Grammatische Unbestimmtheit. Empirische Differenzierung von Ambiguität, Vagheit und Polysemie
Unbestimmtheit ist in natürlichen Sprachen keine Ausnahme, sondern findet sich auf allen sprachlichen Ebenen.
Sie tritt dabei nicht nur häufig auf, sondern stellt einen zentralen Mechanismus im grammatischen Wandel sowie ein frequentes Phänomen in der empirisch basierten grammatischen Klassifikation dar. Obwohl Unbestimmtheitsphänomene ein zentrales Charakteristikum für grammatischen Wandel und die Klassifikation grammatischer Einheiten darstellen, nutzen einzelne Arbeiten dazu weder einheitliche theoretische Konzepte für Phänomene wie Ambiguität, Polysemie und Vagheit, noch ist dort eine phänomenübergreifende empirische Operationalisierung von Unbestimmtheit etabliert. So bleibt die theoretisch fundierte und empirisch belastbare Analyse grammatischer Unbestimmtheitsphänomene ein Desiderat der empirischen Grammatikforschung.
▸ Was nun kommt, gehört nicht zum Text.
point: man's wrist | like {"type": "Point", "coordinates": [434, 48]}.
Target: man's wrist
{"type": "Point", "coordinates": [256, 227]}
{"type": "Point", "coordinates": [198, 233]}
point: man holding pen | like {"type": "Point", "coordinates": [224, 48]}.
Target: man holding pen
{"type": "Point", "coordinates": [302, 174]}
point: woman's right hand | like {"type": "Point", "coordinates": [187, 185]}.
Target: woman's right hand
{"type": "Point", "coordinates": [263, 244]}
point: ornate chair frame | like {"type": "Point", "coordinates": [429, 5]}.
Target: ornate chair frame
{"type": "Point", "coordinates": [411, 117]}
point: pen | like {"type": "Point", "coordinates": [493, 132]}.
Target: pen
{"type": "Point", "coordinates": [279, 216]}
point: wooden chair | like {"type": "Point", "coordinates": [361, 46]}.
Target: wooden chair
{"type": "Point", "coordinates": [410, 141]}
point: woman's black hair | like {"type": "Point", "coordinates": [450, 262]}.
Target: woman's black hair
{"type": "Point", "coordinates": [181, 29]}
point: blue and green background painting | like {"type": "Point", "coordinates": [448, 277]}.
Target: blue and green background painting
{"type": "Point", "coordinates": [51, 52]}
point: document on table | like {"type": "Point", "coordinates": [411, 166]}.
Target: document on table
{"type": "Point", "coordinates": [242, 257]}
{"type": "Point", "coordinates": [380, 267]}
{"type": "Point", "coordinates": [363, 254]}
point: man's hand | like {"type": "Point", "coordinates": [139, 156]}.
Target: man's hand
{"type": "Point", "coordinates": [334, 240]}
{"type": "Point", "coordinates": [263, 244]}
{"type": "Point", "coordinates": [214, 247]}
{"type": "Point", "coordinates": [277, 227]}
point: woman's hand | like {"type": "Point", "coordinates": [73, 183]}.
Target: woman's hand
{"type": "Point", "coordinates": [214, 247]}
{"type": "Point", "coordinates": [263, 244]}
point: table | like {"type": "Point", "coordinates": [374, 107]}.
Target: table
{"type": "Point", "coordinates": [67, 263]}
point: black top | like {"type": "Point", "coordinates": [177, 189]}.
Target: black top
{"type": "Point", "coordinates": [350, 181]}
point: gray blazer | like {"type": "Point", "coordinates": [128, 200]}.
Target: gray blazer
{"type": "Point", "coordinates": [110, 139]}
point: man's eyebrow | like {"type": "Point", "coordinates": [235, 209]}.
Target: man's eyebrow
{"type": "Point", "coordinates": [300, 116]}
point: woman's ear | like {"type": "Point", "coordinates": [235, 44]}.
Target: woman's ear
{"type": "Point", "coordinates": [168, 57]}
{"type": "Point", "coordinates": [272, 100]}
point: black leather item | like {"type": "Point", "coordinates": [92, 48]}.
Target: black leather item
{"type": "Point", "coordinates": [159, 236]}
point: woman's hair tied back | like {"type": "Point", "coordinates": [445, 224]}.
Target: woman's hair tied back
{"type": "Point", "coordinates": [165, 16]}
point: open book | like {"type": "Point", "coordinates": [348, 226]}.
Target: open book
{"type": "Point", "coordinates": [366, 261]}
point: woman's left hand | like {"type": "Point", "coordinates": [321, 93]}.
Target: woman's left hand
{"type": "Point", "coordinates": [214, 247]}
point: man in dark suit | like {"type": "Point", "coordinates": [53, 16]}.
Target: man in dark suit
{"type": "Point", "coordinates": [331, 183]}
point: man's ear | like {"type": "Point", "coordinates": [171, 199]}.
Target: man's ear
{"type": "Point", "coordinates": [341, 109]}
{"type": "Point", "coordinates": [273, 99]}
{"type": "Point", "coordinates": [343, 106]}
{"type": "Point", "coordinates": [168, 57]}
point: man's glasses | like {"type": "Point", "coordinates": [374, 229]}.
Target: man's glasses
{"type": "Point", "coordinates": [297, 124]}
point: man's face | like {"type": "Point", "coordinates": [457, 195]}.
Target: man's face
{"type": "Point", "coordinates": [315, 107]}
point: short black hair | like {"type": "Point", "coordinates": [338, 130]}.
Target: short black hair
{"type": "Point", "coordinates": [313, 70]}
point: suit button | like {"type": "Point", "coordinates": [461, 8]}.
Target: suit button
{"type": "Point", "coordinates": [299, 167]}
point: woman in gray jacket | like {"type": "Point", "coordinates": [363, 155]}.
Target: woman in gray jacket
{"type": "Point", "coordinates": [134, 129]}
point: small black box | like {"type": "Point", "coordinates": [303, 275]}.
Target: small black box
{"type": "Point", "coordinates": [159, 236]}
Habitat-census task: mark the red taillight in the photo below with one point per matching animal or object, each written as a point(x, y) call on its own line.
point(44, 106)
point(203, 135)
Diese Entwicklung und Etablierung eines theoretisch fundierten Konzepts zur empirischen Analyse von Unbestimmtheit in der Grammatik stellt daher das Ziel des Projekts dar. Dafür geht Prof. Ellsäßer davon aus, dass sich die beschriebenen Phänomene der Unbestimmtheit anhand von Ansätzen insbesondere aus der theoretischen Semantik klassifizieren lassen.
Mit dem Projekt erhofft Prof. Ellsäßer also einen wichtigen Beitrag für die empirische Linguistik zu leisten, der sich langfristig auch auf die Klassifikation grammatischer Konzepte in der Schulgrammatik auswirkt. So würden durch die einheitliche Operationalisierung grammatischer Unbestimmtheitsphänomene erstmals komparative Aussagen über den Einfluss und die Auswirkung von Unbestimmtheit auf den grammatischen Wandel und die grammatische Kategorisierung allgemein ermöglicht. Dies betreffe insbesondere Phänomene der Grammatikalisierung sowie die Kriterien der Wortartenklassifikation.
Mit dem Projekt möchte Prof. Ellsäßer einen ersten Grundstein für aufbauende und vergleichende Arbeiten zu unterschiedlichen Phänomenen grammatischer Unbestimmtheit legen. So könnten Studien zu unterschiedlichen Einzelphänomenen im Rahmen von Metaanalysen miteinander verglichen und miteinander in Bezug gesetzt werden – ein Verfahren, das sich derzeit in der empirischen Linguistik etabliert hat und äußerst vielversprechende Perspektiven für die Grammatikforschung bietet. So macht das Projekt Unbestimmtheit als zentralen Mechanismus im grammatischen Wandel und der synchronen grammatischen Klassifikation theoretisch und empirisch greifbar.